Posts Tagged ‘linux’

VDAP, a vulnerability discovery announce protocol?

Sunday, September 27th, 2009

When you first see this: “Linux Kernel ‘sock_sendpage()’ NULL Pointer Dereference Vulnerability” in an email or twitter it does not mean much at first glance.

When you realise this is a kernel issue if you are a Linux systems administrator you will start scanning, thinking and then you read some more and realise this is serious. Then after 10 minutes the ramifications hit home depending on the systems you maintain and responsibility level on a scale between 1 (a single NetBook running UNR) and 10, plus some off the scale, some may know what I mean.

My sentiments towards the Google security team are ambivalent. They were doing a job and did it well. I feel that the Open Source universe (and propriety) does not have a satisfactory model for announcing and fixing serious security vulnerabilities. The impact on users, businesses, code maintainers, managers all the way through the various components of the producer to consumer can be heavy and I believe the process of announcement to fix could be much much better.
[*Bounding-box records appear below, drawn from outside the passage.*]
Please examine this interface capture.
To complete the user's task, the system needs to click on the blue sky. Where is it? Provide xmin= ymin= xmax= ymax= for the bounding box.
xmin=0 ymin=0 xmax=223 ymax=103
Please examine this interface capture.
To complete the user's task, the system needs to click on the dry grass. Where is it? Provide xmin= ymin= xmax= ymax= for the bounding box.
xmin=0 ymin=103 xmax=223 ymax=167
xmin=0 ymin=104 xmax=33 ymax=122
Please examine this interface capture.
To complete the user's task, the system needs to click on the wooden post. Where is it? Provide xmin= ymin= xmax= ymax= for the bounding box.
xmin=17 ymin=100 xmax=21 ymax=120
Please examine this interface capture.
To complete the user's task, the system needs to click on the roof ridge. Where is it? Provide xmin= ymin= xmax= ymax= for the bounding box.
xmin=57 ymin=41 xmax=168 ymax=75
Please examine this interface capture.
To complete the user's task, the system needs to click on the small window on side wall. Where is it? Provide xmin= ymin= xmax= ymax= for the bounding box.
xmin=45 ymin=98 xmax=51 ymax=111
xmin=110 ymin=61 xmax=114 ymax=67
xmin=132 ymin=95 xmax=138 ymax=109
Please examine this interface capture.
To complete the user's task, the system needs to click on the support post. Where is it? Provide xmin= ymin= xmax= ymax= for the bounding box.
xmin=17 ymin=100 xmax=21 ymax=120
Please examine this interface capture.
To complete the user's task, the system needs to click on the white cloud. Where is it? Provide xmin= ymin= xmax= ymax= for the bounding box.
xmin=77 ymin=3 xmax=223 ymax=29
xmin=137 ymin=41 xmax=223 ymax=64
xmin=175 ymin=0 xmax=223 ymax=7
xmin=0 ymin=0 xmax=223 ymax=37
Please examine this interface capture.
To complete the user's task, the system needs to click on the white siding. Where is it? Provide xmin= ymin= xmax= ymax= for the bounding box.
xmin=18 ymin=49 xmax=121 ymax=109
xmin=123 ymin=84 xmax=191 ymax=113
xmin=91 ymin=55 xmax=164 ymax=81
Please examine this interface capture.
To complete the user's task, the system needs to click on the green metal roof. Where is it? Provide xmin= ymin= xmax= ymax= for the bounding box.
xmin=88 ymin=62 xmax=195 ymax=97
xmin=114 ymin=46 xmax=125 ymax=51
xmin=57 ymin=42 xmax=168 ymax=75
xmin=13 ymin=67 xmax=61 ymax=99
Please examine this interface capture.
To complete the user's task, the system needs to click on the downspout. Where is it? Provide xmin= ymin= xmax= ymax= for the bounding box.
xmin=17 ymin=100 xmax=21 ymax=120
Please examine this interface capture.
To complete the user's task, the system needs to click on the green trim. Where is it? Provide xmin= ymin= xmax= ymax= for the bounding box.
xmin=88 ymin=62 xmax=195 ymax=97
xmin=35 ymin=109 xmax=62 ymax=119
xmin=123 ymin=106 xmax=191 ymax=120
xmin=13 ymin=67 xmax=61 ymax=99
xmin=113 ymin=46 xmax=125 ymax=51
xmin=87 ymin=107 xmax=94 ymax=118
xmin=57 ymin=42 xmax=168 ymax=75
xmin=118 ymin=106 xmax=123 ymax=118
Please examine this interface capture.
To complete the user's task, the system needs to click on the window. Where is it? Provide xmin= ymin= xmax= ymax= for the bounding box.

The Google security team announcement (Actually the news was leaked) on the 13th September will have had a negative impact on Open Source communities, like any accident does, but it seems that lessons ought to be learnt.

A simple model could be:

1) Security vulnerability found.
2) Developer(s) contacted privately before announcement is made public.
3) Developer fix privately forwarded to major vendors.
4) Major vendors generate patch and make it available.
5) Public announcement is made.

This point will have been made time and again, could or should a protocol be made law? If a vulnerability has taken a team of top security experts to discover then the likelihood of an individual or organisation finding the same vulnerability in the same amount of time must be slight in general.

I find it difficult to see the benefits of making a vulnerability public before contacting the developer at least. Should a large multi-national like Google be allowed to uncover an error then tell the whole world when it feels like it? Is that ethical? Could it be seen as an act of aggression? (see comment below) (again, as reported above, the news was leaked).

From now on I’m going to make a point of reading more about this process and following moves to change the current vulnerability discovery announce protocol.